Por eso hicieron en el jardín una estructura inmensa (no una jaula), para que los pájaros que necesitaban protección pudieran estar allí y tuvieran espacio para volar a su antojo; por eso había en los salones esculturas traídas de Europa y pinturas de los grandes artistas de la época; por eso los frescos de yeso en las cornisas; por eso los vitrales y el cuarto del niño enfermo, para los cuidados de quien padeciera un cuadro contagioso.
Y hubo un cuarto de juegos y no de armas como habían sugerido los arquitectos, porque ni Don Agustín Nieto Caballero ni su esposa Adelaida Cano habrían aceptado algo que le rindiera culto a las armas. La biblioteca y el estudio eran espacios de alegría, descubrimiento y curiosidad por el saber, la literatura y la filosofía. Allí los hijos de don Agustín (Alberto, Guillermo, Adelaida, Jaime y Gloria que era la recién llegada al mundo) aprendieron el amor por el arte y los libros. Agustín, el sexto hijo, nació 5 años después.

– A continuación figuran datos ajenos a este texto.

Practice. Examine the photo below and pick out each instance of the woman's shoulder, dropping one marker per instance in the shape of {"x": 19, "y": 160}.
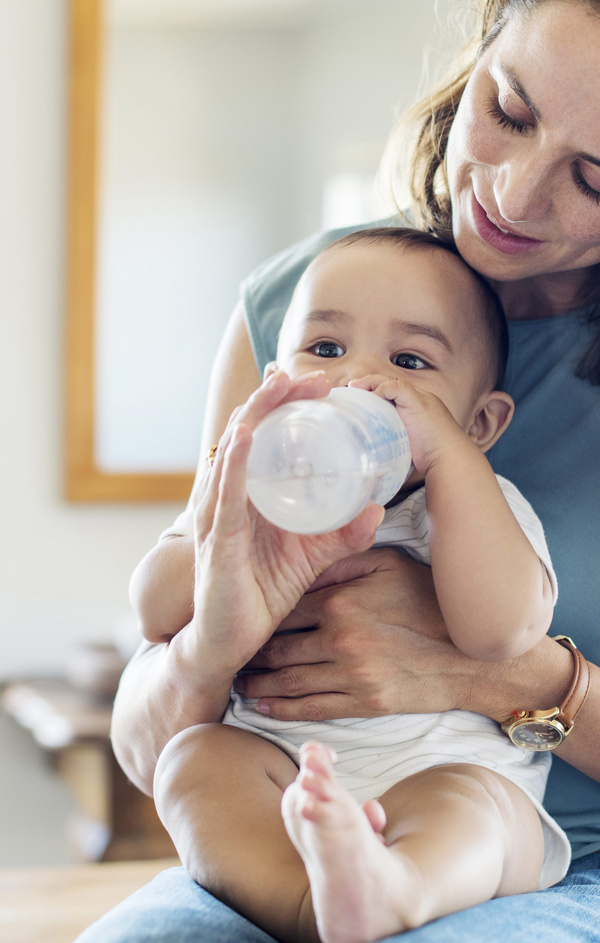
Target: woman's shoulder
{"x": 267, "y": 291}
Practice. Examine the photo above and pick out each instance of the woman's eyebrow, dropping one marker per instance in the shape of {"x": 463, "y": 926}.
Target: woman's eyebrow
{"x": 518, "y": 89}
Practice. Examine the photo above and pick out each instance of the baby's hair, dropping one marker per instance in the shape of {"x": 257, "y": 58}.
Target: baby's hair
{"x": 493, "y": 318}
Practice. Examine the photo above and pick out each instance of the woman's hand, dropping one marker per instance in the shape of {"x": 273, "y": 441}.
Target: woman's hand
{"x": 378, "y": 646}
{"x": 249, "y": 573}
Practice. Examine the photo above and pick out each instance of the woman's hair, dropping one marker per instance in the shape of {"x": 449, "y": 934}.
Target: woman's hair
{"x": 426, "y": 126}
{"x": 493, "y": 321}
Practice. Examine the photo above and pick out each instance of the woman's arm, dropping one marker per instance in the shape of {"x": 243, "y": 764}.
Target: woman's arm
{"x": 380, "y": 647}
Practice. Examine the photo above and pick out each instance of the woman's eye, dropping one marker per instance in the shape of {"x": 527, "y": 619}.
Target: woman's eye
{"x": 584, "y": 187}
{"x": 408, "y": 362}
{"x": 497, "y": 112}
{"x": 327, "y": 349}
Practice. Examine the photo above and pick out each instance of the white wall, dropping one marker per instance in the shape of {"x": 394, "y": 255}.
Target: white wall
{"x": 63, "y": 568}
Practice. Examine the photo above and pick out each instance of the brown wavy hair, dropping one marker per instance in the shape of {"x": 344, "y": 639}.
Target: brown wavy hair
{"x": 417, "y": 147}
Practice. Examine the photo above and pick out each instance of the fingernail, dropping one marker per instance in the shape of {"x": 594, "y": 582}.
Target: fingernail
{"x": 309, "y": 377}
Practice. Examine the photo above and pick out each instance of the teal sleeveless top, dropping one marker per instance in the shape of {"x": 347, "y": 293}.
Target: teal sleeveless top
{"x": 551, "y": 451}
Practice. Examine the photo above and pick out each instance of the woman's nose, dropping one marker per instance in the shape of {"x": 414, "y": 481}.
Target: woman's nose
{"x": 522, "y": 191}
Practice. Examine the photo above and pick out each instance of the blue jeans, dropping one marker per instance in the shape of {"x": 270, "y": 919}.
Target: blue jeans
{"x": 174, "y": 909}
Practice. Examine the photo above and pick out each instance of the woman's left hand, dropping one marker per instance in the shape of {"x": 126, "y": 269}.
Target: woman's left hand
{"x": 249, "y": 573}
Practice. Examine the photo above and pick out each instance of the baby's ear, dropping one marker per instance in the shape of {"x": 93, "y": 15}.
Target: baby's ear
{"x": 269, "y": 370}
{"x": 492, "y": 418}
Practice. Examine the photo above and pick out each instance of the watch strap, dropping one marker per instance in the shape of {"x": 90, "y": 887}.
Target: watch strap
{"x": 577, "y": 693}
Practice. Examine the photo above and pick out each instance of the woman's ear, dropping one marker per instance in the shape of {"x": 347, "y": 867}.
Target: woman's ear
{"x": 492, "y": 418}
{"x": 269, "y": 370}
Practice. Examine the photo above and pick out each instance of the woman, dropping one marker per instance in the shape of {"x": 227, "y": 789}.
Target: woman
{"x": 510, "y": 164}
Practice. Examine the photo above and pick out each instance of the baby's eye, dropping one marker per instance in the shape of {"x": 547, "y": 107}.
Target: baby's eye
{"x": 327, "y": 349}
{"x": 409, "y": 362}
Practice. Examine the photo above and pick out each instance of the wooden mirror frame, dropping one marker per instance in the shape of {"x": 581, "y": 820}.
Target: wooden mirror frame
{"x": 85, "y": 481}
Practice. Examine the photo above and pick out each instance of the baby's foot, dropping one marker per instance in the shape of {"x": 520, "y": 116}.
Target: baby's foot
{"x": 355, "y": 880}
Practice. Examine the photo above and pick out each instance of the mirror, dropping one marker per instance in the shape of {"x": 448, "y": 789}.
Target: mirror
{"x": 205, "y": 135}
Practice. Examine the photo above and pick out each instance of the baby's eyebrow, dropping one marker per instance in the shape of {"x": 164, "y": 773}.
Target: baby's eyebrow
{"x": 326, "y": 316}
{"x": 424, "y": 330}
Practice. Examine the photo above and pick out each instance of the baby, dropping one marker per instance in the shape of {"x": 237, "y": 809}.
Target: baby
{"x": 421, "y": 815}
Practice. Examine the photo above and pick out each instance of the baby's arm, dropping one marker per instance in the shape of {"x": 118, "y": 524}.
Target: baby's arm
{"x": 493, "y": 591}
{"x": 492, "y": 588}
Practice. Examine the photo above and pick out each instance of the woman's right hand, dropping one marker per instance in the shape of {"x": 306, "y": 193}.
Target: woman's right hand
{"x": 378, "y": 645}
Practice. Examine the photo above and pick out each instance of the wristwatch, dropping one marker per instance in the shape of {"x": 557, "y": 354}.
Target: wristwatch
{"x": 546, "y": 730}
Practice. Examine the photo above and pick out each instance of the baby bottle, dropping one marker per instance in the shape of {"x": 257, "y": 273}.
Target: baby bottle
{"x": 315, "y": 464}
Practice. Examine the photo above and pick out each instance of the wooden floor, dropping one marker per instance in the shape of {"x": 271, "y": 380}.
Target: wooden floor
{"x": 54, "y": 905}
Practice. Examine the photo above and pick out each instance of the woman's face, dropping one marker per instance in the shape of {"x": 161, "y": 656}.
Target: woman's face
{"x": 524, "y": 149}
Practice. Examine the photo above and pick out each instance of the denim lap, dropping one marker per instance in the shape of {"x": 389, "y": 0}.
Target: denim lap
{"x": 174, "y": 909}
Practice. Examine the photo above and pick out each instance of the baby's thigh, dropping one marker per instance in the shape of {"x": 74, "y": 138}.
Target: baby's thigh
{"x": 463, "y": 805}
{"x": 221, "y": 754}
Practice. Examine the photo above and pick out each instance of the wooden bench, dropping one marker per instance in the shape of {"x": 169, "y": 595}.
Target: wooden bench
{"x": 54, "y": 905}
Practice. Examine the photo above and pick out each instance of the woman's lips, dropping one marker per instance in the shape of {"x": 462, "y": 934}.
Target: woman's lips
{"x": 500, "y": 239}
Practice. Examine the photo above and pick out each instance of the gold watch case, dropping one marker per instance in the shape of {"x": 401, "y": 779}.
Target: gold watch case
{"x": 538, "y": 731}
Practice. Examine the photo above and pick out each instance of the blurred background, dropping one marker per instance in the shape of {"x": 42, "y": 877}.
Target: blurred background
{"x": 227, "y": 129}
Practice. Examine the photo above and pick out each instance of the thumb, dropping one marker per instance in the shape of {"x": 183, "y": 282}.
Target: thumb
{"x": 359, "y": 534}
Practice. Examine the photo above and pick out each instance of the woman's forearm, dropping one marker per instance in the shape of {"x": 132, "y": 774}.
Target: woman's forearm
{"x": 159, "y": 695}
{"x": 539, "y": 680}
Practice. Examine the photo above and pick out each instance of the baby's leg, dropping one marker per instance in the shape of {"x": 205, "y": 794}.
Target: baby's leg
{"x": 218, "y": 791}
{"x": 455, "y": 836}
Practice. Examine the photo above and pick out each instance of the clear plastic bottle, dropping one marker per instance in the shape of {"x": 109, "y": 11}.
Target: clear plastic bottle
{"x": 315, "y": 464}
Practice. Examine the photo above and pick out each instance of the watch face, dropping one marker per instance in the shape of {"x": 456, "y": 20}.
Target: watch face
{"x": 537, "y": 735}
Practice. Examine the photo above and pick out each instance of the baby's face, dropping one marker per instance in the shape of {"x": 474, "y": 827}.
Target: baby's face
{"x": 413, "y": 312}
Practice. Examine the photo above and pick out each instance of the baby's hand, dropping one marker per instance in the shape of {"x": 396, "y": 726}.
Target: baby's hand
{"x": 432, "y": 430}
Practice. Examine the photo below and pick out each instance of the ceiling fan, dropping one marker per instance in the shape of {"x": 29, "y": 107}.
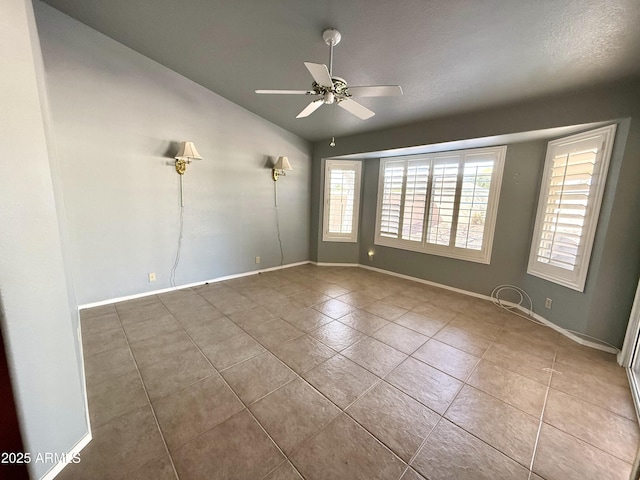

Luego de la crisis financiera de los años 30, la familia se arruinó económicamente, perdió la casa y Don Agustín, humanista de tiempo completo, le dijo a su mujer: “Adelaida, ahora sí vamos a poder educar bien a los niños.”
Ése era don Agustín, mi abuelo, mejor dicho, el abuelo de 28 nietos, el padre de 6 hijos y de un colegio.
En los años 60 Villa Adelaida la compró el Gran Vatel, un templo de la comida francesa, preparada como los dioses por el chef Marcel Goerres, nacido en Luxemburgo en 1913 y fallecido en Bogotá en 1970. Marcel era un hombre inmenso (en todo el sentido de la palabra), un maestro de la gastronomía y un hombre efusivo y solidario.
En los 80 y los 90 vinieron épocas muy oscuras para el país y para la casa. La mafia que se fue apoderando de estructuras de poder político y económico, se tomó la mansión y la llenó de los objetos y comportamientos propios de las mafias: derroche de dinero, apuestas, orgías, y una desafiante reverencia por lo ilegal.
Gracias a las autoridades ese nefasto capítulo tuvo un punto final; pero luego vinieron para Villa Adelaida años de vacío y desolación; el pasto crecía al interior de la casa, los peldaños se quebraron, los maderos de las puertas se llenaron de nidos sin pájaros y las paredes se despellejaron como la piel de un tiempo enfermo y vencido. El ático se cubrió de telarañas, y a la biblioteca por donde un día se pasearon las letras de Víctor Hugo y de Charles Perrault, las enseñanzas de María Montessori y de Jean Piaget, y la poesía de Amado Nervo y de Baudelaire, las invadió un silencio tan inmóvil que dolía.
Luego vino con el arquitecto Ulloa y como una bocanada de luz y de oxígeno, la reconstrucción de Villa Adelaida; quedó lindísima, llegaron las exposiciones de la Fundación de Amigos del Museo Nacional y así empezó la resurrección.
Hoy recibo con felicidad y expectativa el anuncio de las actividades que desarrollará en la casa el Ministerio de las Culturas: Galería de artes plásticas y visuales, innovación, diseño y formación en artes escénicas. ¡Bienvenida Kasa Raíz, “la casa del pasado y del futuro”! Villa Adelaida renace de la mano del Ministerio, y en algún lugar del Cielo habrá una celebración porque la casa del cuento vuelve a abrir las puertas en clave de arte, cultura y creatividad.